Labour deputy leader Annette King said a recent report by the Human Rights Commission showed a lack of work was the critical component of why people were not working.

Ms King also questioned Ms Bennett over her statement that the "ugly side" of New Zealand may surface in relation to welfare reform.

Ms Bennett said "let me assure the member I did not mean her or her colleagues".

She said she also expected to see "hope and aspiration, compassion and understanding".

Welfare reform was important to ensure the system remained sustainable into the future, Ms Bennett said.

Debate over the system must be done without prejudice.

About 30 percent of those on welfare had been on it for four years or more which showed "there are certainly people that when the work was available they were not taking it up".

"We want to find a way to help those people into work when jobs become available."

Other countries were also reforming their welfare systems to focus on getting people into work, Ms Bennett said.

Ireland would stop benefits for parents when their youngest child reached 14, Australia was moving to part-time work test parents with a youngest child seven or over and the new government in the United Kingdom had said it would replace existing welfare work initiatives with a single programme to get people into work.

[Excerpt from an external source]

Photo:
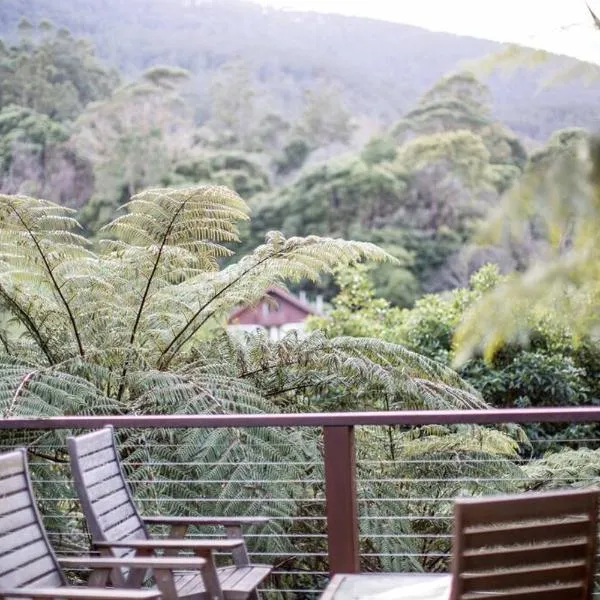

However there was no simple solution to some welfare dependency, she said.

The working group, chaired by former Commerce Commission chairwoman Paula Rebstock, is receiving submissions, hosting forums and holding workshops.

It will present a final report to the Government by December.

Among options being considered by the group was an insurance-based welfare system.

Under such a system workers and employers pay levies, like ACC, into social insurance funds.

When a worker gets sick, disabled or becomes unemployed the funds pay out a proportion of their previous income.

The insurance payouts typically last a year or two and then drop to a flat-rate.

The group was also told about American states which set time limits on benefits for sole parents to get them back to work.